My friend Robert and David sitting in front of the Shakespeare Institute, waiting for the parade to begin

The Shakespeare Institute delegation in the parade.  One student from each MA program walks in the parade from the Birthplace to Shakespeare's grave.  The man in the red robe in the back in Dr Michael Dobson, the new director of the Institute.    

Me and the sign to the institute.  Betwixt my teeth is the rose I laid on Shakespeare's grave.

Each country is invited to send delegates to march in the parade.  This year and last year China had the largest turn out.  Their dragon was a crowd favorite.

They also had Chinese Opera actors, who jumped along the way to the church.

Morris dancers!

My flower for Shakespeare and rosemary from the Institute garden, with the spire of the church in the background.  Rosemary is traditionally associated with memory.  In Hamlet, after she looses her marbles, Ophelia starts throwing bits of foliage about and says 'There's rosemary, that's for remembrance.'  There is a monument to Shakespeare in Southwark Cathedral in London that shows him laying down, reclining on his elbow.  There is always a sprig of rosemary in his hand.  Interestingly, to geeks like me, Shakespeare's brother, Edmund, is buried in Southwark Cathedral; the contemporary playwrights of Shakespeare who collaborated on many plays, Beaumont and Fletcher, are also buried in the cathedral.  Edmund was an actor who moved to London sometime in the 1590s.      


Once you enter the church through the west doors you walk to the chancel, where the grave of Shakespeare and those of certain members of his family are located.  You hand your flowers to the people in the white surplices and then leave through a door that is only used at this time of year.  

DUCKS IN FRONT OF THE ROYAL SHAKESPEARE COMPANY THEATRES!!!  After the Parade was over my friends and I decided to walk around town and take in the events planned for the day.   

We took a row boat ride on the river avon. I have wanted to do this for over a year and finally did!  Jamie looked terrified when it was her turn to row.

Tanya and I look usual.

Our friends in their boat.  We had planned to race them, the brits versus the the Americans, but soon abandoned that idea once we realized how hard it was to steer.  

Holy Trinity Church from the river.

Tanya made rowing look so fabulous...until she fell backwards.  I laughed until it happened to me soon after.

Me on my bum in the boat.  Well played physics.  Well played.

My friend emma had to spend the day working at the RSC.  She promptly stickered me when I walked by.

Normally King Lear is sad in this picture.  The simple transition from a sad to an excited face completely changes the meaning of the show!

Now I just look confused.

This was a Brazilian Samba group that performed in front of the bridge.  Good music.

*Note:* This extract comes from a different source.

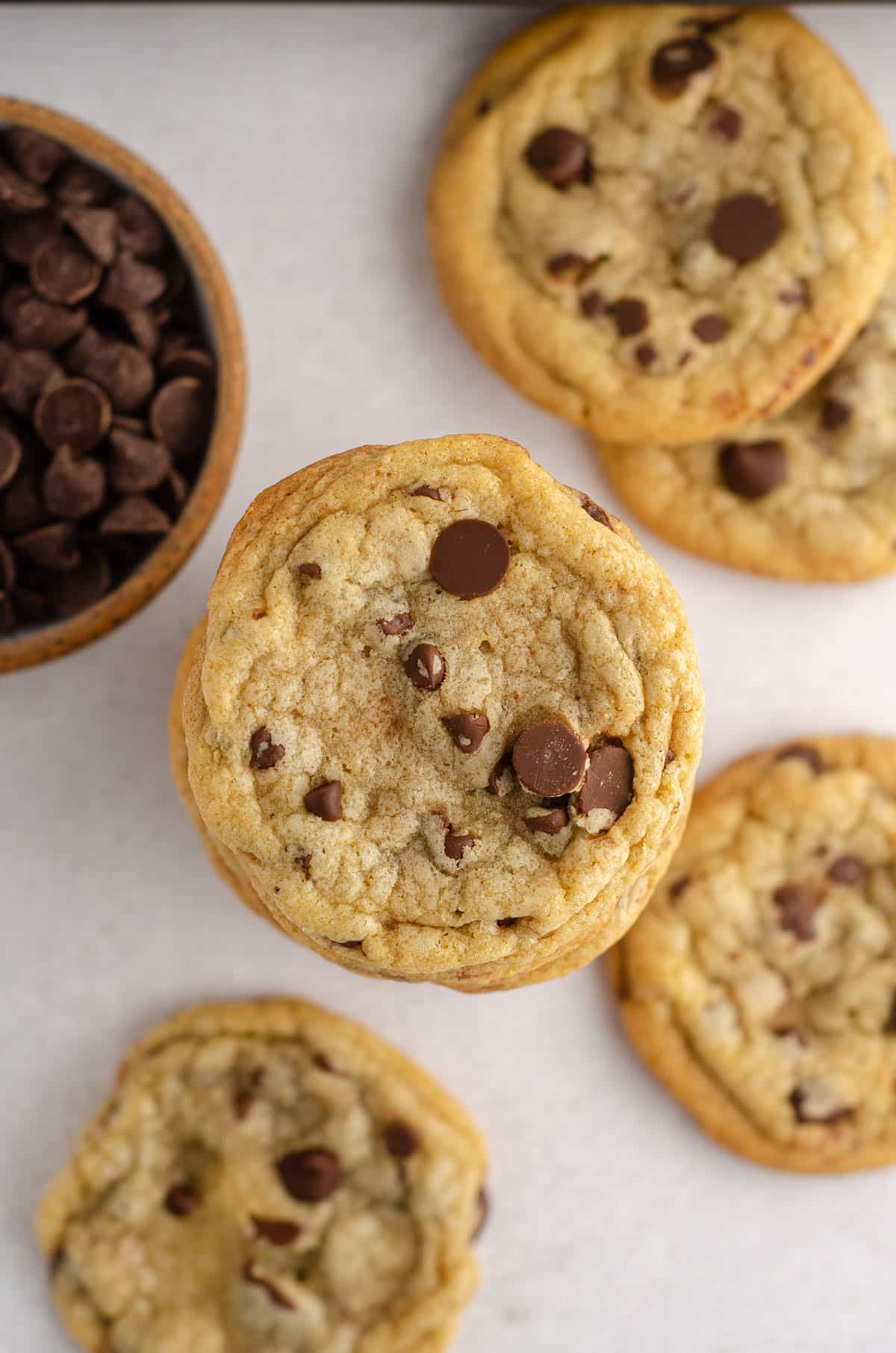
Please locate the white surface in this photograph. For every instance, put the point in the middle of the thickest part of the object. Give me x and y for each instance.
(303, 140)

My friend Marshall was working with a group of teenagers who put on an abbreviated version of Romeo and Juliet that started in front of the RSC, moved to the park (where this was taken) and ended in Holy Trinity Church.

The grave covered with flowers.  

Under this pile of flowers is the grave Shakespeare.  The entire chancel smelled amazing with the hundreds of fresh flowers in the room.